Honestly, man: Martin Shkreli. People read Marcus Aurelius or Victor Frankl or whoever to give them strength and comfort in times of adversity, but have you considered the possibility that Martin Shkreli is the great stoic philosopher of our time? Here he is doing seven years in a federal prison, and he reads a front-page Wall Street Journal article about a billionaire who plays high-stakes poker for fun, drops tens of thousands of dollars at the club, owns part of an NBA team, chairs a prestigious charity, coaches his children’s sports teams and takes an afternoon nap every day—and his reaction is “I’m far better off”? I get mad when the subway is delayed! I feel like I should be taking some pointers on gratitude and positive thinking from Martin Shkreli.

Oh also he is spending some of his time in prison doing reviewing books:

This is one of the worst books I’ve ever read. Most investing books suck, and Pabrai breaks new ground in the arcane field of suction engineering. Pabrai is what I would call a weak-form Buffett clone, and appropriately comes off as embarassingly clueless. The only property of this work worse than its content, which lacks one original thought, is Pabrai’s putrid writing style. I lost count at how many times he printed his meaningless platitude “heads I win, tails I don’t lose much”. Pabrai believes he’s doing the world a favor by writing, but I suggest he finds a new hobby. 

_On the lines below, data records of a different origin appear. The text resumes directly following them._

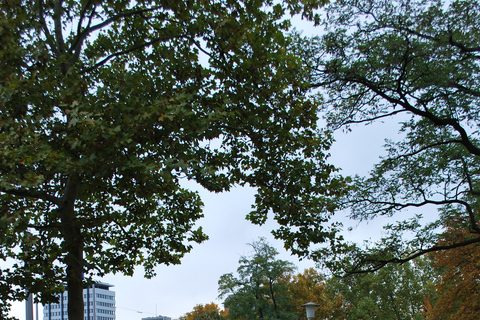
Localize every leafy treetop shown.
[0,0,334,320]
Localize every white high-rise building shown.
[43,282,115,320]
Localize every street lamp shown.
[302,302,320,320]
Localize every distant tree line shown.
[180,238,480,320]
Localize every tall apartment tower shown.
[43,282,115,320]
[142,316,172,320]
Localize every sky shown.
[4,8,408,320]
[10,115,397,320]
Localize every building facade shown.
[43,282,115,320]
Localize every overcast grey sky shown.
[11,112,397,320]
[4,6,416,320]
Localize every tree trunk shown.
[60,177,84,320]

I guess his thinking isn’t all positive.

Things happen.

Dreams of Goldman Doing Big Takeover Meet Stress Test’s Reality. For China, Tech Giant Tencent Is Both a National Champion and a Threat. Mulvaney’s Challenger Is Leaving CFPB. BlackRock and Citi plan Paris expansion in Macron coup. “We show an economically and statistically significant negative association between family firms and greenness.” Buffett Starts to Say Goodbye to a Pile of Equity-Index Options. “Musk’s harassment of Lopez is obsessive and deranged, to the point at which it should worry every shareholder of any company where he serves as CEO.” Bordeaux '17 Pricing Causes Backlog of Wine Stocks, Liv-ex Says. Why there will always be a place for the office jerk. A doomsday shelter for the 1% is being investigated by the FBI as a possible front for a Colombian money laundering scheme. Gross Bloody Marys. Squirrel vs. owl.